Apparently I installed that thing in 2006 and I last updated it in 2016, then I quit updating it for some reason that I totally forgot. Probably laziness…
It’s been running for quite some time and we kind of forgot about it in the closet, until the SSH tunnel we use to get our mail outside our home stopped working because modern openssh clients refuse to use the antiquated key cipher I setup client machines with way back when any longer.
I just generated new keys with a more modern cipher that it understands (ecdsa-sha2-nistp256) and left it running. Because why not 🙂
Because why not 🙂
Because security.
It’s behind a firewall. The only thing exposed to the outside is port 22 - and only pubkey login too.
And gee dude… It’s been running for 18 years without being pwned 🙂
I’d still maybe build a modern OpenSSH package.
There’s been an awful lot of RCEs in the past two decades and uh, if that’s rawdogging the internet, I’m honestly shocked you haven’t been hit with any by now.
Eh, building anything modern on a system that old would be painful I bet.
Maybe you could use https://github.com/openssh/openssh-portable since that’s meant to be portable. I’d certainly would give it a try if I didn’t want to bother trying to upgrade that system. Then again, trying to upgrade it through the releases to a modern Debian might be fun too.
Did you really only use it when you were home? If you used it outside the firewall then port 25 must have been open also.
I used to run my own server and this was in the early 90s. Then one day, perusing the logs I realized I was not smart enough on the security front to even attempt such a thing. It was quickly shut down and the MX record moved to an outsourced mail provider.

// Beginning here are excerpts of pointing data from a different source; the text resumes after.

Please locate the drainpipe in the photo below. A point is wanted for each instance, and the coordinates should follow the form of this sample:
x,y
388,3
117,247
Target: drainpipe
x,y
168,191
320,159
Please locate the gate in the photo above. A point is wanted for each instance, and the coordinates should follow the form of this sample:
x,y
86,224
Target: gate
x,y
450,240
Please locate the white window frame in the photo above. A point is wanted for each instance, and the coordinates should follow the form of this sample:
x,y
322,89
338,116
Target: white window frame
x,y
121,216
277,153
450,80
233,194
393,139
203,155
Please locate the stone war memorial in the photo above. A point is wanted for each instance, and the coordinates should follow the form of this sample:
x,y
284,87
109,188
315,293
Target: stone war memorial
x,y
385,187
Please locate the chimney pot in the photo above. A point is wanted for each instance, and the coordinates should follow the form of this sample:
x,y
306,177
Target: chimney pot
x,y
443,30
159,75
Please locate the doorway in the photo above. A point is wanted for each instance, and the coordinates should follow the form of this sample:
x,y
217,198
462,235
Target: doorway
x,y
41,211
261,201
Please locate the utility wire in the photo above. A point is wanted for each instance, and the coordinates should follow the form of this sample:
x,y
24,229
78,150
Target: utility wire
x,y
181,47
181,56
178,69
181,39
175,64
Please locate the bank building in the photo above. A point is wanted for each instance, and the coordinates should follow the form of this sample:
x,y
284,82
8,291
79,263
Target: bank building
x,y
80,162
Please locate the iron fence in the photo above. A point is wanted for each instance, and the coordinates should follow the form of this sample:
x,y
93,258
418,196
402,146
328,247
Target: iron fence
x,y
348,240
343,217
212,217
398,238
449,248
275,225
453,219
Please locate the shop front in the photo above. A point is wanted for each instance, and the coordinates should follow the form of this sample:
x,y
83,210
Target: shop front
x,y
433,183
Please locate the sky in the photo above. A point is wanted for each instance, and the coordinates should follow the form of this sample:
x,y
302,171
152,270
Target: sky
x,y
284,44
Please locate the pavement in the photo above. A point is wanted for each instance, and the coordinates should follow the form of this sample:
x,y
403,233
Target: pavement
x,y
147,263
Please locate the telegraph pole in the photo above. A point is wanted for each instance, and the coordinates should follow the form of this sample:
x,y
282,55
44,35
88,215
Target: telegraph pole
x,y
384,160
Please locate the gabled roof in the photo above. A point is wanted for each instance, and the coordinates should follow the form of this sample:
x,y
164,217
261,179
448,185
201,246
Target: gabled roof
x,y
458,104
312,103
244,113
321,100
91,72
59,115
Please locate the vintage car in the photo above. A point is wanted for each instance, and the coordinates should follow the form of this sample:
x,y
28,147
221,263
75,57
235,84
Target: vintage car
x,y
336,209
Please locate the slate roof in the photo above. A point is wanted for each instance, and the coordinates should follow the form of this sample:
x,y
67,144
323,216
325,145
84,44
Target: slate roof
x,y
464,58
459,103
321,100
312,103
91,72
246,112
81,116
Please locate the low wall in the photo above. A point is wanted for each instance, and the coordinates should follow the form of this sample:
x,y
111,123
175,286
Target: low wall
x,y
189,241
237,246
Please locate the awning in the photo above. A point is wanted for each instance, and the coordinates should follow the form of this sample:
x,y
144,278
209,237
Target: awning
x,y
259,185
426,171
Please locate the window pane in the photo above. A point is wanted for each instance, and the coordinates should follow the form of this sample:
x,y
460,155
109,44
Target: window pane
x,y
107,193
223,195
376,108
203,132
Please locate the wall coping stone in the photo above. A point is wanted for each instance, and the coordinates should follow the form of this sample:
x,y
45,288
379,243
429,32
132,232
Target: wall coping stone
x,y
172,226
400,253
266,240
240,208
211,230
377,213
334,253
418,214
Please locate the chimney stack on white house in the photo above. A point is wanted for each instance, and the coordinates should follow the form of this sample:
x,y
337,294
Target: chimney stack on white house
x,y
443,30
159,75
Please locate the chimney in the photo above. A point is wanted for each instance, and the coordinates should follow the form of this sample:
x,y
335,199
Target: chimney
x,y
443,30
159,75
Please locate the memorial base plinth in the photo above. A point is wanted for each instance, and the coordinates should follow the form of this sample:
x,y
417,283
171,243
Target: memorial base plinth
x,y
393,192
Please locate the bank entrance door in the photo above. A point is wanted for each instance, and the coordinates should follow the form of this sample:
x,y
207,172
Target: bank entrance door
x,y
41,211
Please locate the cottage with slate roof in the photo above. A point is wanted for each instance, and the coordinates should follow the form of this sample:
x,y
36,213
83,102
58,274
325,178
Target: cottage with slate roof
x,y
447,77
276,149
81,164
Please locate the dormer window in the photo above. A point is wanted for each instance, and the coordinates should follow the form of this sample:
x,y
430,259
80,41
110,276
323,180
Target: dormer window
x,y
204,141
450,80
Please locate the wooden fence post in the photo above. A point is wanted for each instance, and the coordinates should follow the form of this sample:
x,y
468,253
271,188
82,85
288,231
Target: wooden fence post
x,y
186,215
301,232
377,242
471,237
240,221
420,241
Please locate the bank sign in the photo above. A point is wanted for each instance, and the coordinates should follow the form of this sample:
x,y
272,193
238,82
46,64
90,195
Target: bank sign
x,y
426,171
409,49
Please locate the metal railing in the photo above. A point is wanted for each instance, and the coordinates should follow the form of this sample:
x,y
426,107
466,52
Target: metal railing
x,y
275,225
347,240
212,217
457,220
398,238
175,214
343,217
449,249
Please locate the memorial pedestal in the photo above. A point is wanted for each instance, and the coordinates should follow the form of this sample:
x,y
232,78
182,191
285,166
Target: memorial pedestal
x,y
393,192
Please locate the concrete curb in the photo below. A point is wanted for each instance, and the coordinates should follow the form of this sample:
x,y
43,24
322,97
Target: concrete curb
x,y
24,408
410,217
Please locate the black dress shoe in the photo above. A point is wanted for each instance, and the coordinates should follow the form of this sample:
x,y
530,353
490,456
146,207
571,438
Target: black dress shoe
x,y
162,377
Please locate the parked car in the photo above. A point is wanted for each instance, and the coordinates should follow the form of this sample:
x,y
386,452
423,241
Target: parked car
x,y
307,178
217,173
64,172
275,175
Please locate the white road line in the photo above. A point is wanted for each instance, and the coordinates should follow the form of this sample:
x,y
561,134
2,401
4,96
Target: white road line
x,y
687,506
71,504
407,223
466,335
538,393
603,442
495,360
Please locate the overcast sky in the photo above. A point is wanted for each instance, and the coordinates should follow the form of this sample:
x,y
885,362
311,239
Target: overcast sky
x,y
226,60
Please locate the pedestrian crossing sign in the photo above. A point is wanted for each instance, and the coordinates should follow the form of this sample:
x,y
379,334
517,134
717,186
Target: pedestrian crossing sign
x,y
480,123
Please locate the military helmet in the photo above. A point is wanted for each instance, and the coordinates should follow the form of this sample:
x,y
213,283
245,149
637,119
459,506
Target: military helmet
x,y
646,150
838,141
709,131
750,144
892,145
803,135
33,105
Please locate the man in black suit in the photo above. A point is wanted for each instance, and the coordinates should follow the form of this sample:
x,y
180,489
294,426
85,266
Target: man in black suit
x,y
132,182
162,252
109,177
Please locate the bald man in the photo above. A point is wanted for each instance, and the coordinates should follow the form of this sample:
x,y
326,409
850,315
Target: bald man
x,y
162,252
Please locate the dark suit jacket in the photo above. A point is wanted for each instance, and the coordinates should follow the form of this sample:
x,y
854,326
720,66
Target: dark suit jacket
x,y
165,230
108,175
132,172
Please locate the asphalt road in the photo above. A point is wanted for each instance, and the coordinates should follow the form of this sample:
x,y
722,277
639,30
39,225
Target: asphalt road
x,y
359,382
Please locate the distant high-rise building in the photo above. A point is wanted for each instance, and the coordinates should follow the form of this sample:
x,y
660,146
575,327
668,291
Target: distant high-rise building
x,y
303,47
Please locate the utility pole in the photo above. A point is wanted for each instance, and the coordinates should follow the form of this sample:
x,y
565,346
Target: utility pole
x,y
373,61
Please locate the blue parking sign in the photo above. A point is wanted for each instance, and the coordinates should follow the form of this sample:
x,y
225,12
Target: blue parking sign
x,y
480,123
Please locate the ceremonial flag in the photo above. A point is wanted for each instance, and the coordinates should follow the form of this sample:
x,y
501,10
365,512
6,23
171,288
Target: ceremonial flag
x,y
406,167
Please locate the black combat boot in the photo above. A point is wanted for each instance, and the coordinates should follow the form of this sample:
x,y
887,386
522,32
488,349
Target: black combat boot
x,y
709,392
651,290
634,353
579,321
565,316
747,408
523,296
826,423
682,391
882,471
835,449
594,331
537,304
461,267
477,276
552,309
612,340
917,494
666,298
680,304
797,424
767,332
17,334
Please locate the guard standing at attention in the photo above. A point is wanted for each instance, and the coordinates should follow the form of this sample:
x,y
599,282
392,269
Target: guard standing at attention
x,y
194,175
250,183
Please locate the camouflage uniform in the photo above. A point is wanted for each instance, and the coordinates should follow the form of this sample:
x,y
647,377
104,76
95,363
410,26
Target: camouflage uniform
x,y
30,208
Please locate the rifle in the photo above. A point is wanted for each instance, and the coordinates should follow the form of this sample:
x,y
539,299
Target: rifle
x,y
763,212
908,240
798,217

Most ‘hackers’ are just mid tier (mediocre) IT level types who rely on existing exploits floating around in the wild. It’d probably be hard to find any still in circulation for such an old system.
We’re not talking about some punch card COBOL machine he jimmy rigged with network access, it’s an Debian 7Linux box with SSH enabled.
It’s not like Metasploit would have a tough time finding unpatched vulnerabilities for it…
It isn’t the “hackers” you should worry about. Its the nation states that take over huge numbers of machines.
If the NSA (GCHQ here in the UK) want my emails they’re getting it either way, I’m not able to stop nation states
As a private person, defending against nation threat actors is impossible. And not only as a private person, but even as a medium sized company.